/codeseer

Python code embeddings indexing and retrieval. Aka Code Search for Python to feed LLMs.

Primary LanguagePythonMIT LicenseMIT

CodeSeer: Python Code Embeddings Indexing and Retrieval

CodeSeer is a powerful tool designed to index, embed, and semantically search through Python code. It's a Code Search system for Python that can be used to feed Language Models like LLMs. The project consists of several components that work together to achieve these goals.

Features

  1. Environment Configuration: Set up your Python code path and OpenAI API key.
  2. Parsing Python Code: Analyze your Python code using Abstract Syntax Trees (AST) and create a JSON file with all methods, classes, and variables.
  3. Creating Embeddings: Create a local Chroma vector database and fetch embeddings for each code element previously indexed.
  4. Semantic Code Query: Query your code semantically and retrieve relevant methods, classes, and variables to feed LLM context.

Components

Environment Configuration (.env.example)

This file contains example environment variables that you need to set up. You'll specify the path to your Python code and your OpenAI API key here.

Parsing Python Code (create_code_data.py)

This script parses all your Python code using AST. It creates a JSON file containing all methods, classes, and variables found in the code. The script includes a class CodeVisitor that visits function definitions, class definitions, variable assignments, and other nodes to extract the required information.

Creating Embeddings (create_embeddings.py)

This script creates a local Chroma vector database. It fetches the embedding for each code element previously indexed (methods, classes, variables) and stores them in the database.

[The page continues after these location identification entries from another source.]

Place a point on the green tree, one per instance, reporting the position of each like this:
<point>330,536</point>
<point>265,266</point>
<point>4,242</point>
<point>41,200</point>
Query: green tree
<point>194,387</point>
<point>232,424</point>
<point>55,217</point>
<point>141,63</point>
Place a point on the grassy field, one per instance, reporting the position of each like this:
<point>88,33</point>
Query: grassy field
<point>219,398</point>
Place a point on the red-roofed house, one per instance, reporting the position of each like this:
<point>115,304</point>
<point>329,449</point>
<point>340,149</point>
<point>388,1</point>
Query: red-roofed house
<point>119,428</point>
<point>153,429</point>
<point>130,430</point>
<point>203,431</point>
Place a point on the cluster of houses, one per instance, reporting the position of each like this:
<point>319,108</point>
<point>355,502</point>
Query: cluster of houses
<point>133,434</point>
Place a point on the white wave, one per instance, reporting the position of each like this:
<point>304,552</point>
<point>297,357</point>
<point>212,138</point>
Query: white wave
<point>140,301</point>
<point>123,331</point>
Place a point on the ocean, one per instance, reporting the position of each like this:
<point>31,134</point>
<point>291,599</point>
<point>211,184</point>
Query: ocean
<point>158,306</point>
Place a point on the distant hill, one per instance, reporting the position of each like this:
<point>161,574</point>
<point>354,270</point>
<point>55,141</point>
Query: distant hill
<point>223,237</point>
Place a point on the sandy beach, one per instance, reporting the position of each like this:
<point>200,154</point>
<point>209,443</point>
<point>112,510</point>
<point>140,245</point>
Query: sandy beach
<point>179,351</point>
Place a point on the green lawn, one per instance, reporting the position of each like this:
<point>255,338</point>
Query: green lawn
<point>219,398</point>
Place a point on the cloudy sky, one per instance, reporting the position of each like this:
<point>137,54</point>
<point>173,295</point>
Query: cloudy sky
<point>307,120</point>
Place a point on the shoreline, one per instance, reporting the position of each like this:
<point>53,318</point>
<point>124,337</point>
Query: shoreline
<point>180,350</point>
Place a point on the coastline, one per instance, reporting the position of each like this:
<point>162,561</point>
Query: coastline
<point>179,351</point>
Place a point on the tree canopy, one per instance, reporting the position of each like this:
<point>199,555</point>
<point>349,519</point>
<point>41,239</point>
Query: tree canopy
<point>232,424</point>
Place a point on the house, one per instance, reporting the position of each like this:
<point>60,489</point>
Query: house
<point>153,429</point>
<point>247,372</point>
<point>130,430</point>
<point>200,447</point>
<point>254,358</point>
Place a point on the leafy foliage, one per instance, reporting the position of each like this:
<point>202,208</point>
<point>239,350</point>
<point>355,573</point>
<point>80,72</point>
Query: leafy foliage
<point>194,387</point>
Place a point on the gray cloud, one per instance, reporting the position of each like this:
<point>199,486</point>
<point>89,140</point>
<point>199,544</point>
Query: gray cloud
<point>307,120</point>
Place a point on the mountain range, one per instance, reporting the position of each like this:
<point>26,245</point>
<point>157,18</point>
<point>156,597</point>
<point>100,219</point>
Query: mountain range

Semantic Code Query (code_query.py)

This script allows you to query your code semantically. You can search for relevant methods, classes, and variables, and it will return the results to feed the context of LLMs.

Usage

  1. Set Up Environment Variables: Copy .env.example to .env and fill in the required information.
  2. Create Code Data: Run create_code_data.py to parse all your Python code and create a JSON file with all methods, classes, and variables.
  3. Create Embeddings: Run create_embeddings.py to create a local Chroma vector database with embeddings for each code element.
  4. Query Code: Use code_query.py to query your code semantically and retrieve relevant code elements.

To use that later script, you need to pass your query as an argument when running the file. For instance:

python code_query.py "How to calculate confidence with this project"

Dependencies

  • Python 3.x
  • OpenAI API
  • Other dependencies can be found in pyproject.toml and installed using Poetry.

License

This project is licensed under the terms of the license found in the LICENSE file.